日本地球惑星科学連合2019年大会

講演情報

[J] ポスター発表

セッション記号 S (固体地球科学) » S-TT 計測技術・研究手法

[S-TT47] ハイパフォーマンスコンピューティングが拓く固体地球科学の未来

2019年5月26日(日) 15:30 〜 17:00 ポスター会場 (幕張メッセ国際展示場 8ホール)

コンビーナ:堀 高峰(独立行政法人海洋研究開発機構・地震津波海域観測研究開発センター)、八木 勇治(国立大学法人 筑波大学大学院 生命環境系)、汐見 勝彦(国立研究開発法人防災科学技術研究所)

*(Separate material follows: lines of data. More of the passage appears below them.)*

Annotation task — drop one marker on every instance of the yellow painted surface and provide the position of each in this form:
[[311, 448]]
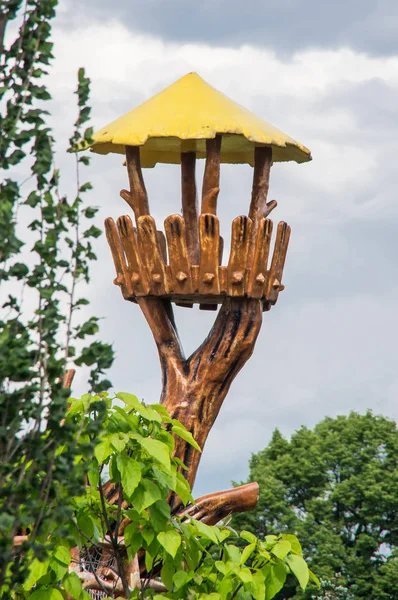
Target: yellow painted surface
[[182, 116]]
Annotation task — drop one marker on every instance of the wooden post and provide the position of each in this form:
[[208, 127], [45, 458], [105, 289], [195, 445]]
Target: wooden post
[[211, 177], [259, 209], [194, 388], [190, 204], [138, 195]]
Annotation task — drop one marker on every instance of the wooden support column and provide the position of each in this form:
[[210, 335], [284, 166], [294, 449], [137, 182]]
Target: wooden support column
[[194, 388], [190, 204], [137, 198], [211, 177], [259, 209]]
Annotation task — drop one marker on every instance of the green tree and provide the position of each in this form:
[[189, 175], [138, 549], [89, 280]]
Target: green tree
[[336, 488], [121, 538], [41, 267]]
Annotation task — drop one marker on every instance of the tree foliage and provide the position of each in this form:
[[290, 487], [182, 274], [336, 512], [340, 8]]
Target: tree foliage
[[336, 488], [183, 558], [45, 253]]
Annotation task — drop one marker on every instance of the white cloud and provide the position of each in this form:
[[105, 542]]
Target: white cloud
[[314, 357]]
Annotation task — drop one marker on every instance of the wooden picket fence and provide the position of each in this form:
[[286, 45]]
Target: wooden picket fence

[STT47-P02] The Smoothed Particle Hydrodynamics on modern architectures

*細野 七月1,2古市 幹人1 (1.海洋研究開発機構、2.理化学研究所 計算科学研究センター)

キーワード:流体数値計算手法

Numerical simulations of large-scale disasters, e.g., tsunamis, are important because such phenomena are difficult to carry out laboratory experiments.
Amongst several candidates for the numerical method, a particle-based numerical simulation method which is named Smoothed Particle Hydrodynamics (SPH) method is one of the most attractive methods.
In SPH, fluid is represented as a collection of hypothetical particles and governing equations for the fluid are converted into a sum of interactions between surrounding particles, which means that one SPH particle must interact with multiple numbers of particles.
This results in a large amount of memory access.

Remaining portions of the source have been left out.